I started out at the Long Island Press as an intern and one of my first jobs was to hand out mail, which should have only taken about five minutes, tops, except I had a package for Christopher Twarowski, whom I hadn’t met yet and couldn’t find.
Everyone pointed me in the same direction—Chris sat at the last cubicle on the left. But where was that? I felt like an idiot. Then I saw something move from under what I thought was just stacked boxes and mountains of papers. I found Chris.
A few weeks later, the receptionist stormed out only to return a few days later. They didn’t take her back, which is probably the only reason I’m still here today. The Press had no job openings at the time and my internship would have ended a few months later, so when a chance came to work full-time answering the phones, I jumped on it.

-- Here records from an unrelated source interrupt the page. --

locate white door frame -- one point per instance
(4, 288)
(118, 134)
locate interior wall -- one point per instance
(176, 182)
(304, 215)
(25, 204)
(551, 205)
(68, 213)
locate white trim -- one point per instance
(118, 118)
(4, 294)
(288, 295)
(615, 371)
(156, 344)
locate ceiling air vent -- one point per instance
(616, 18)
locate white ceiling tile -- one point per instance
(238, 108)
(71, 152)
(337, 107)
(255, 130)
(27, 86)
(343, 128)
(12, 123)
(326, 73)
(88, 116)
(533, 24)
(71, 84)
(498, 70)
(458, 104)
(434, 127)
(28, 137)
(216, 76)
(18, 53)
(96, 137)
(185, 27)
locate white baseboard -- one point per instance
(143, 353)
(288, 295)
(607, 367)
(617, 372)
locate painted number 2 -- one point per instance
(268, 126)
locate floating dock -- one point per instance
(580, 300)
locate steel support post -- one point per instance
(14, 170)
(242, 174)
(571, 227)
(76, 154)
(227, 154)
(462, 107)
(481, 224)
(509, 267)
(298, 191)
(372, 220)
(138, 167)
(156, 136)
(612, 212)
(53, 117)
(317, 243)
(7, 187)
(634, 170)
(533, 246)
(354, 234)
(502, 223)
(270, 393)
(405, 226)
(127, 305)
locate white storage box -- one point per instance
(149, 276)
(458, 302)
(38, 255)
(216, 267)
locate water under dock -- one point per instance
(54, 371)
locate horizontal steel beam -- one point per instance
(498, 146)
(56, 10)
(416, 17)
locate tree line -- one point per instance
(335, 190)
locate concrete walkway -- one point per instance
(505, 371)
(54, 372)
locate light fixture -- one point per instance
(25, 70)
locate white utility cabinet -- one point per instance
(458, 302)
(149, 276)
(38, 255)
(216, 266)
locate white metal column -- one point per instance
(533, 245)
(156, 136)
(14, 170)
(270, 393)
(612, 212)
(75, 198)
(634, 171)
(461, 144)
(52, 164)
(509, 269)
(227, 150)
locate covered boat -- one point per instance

Soon it was me piled under a mountain of papers, specifically, envelopes, when I mailed out thousands of issues every Thursday. I would fight with a printer that always seemed to jam, then stack the envelopes around my desk, fort-style. In between all of this, I’d write for the paper every chance I got as the phone rang off the hook.
One week we didn’t print a crossword and I found out just how passionate people are about their puzzles. As I was being yelled at on one line, two other lines were ringing off the hook. I overheard some lady in the waiting room say, “How hard could it be to push buttons on a phone?” I wanted to hurt her. But instead I took the above photo.
Over the past six years, I’ve done things I’d never in my life thought I’d be doing because of the Press—riding in a stunt plane, working backstage at a concert, dancing in the St. Patrick’s Day Parade dressed up as a 6-foot panda, interviewing a Holocaust survivor. While most companies were having crazy holiday parties a few years ago, our publisher, Jed Morey, told us the whole company would be spending the day at the Holocaust Museum instead.
I was assigned to Gallery One.
All the pictures in Gallery One were happy, filled with smiling families. I remember sitting on the floor thinking, “How am I going to write 700 words on this?” Then I realized that this room, which most visitors probably walk quickly through, was really the most horrifying. This was the before, when everything was normal, the way my life was at that moment. It was in this room that something changed to make all the horrible pictures in the other galleries possible. But if I was just visiting, I would never have known that. And it was that day I realized what the Press was about—making sure people know how important all the other Gallery Ones of the world are, whether they’re in a museum, or in the brush beyond a roadside memorial on Ocean Parkway.
There are many stories that need to be told, and for the past six years, it’s been an honor being part of a team that has always been so passionately willing to tell them.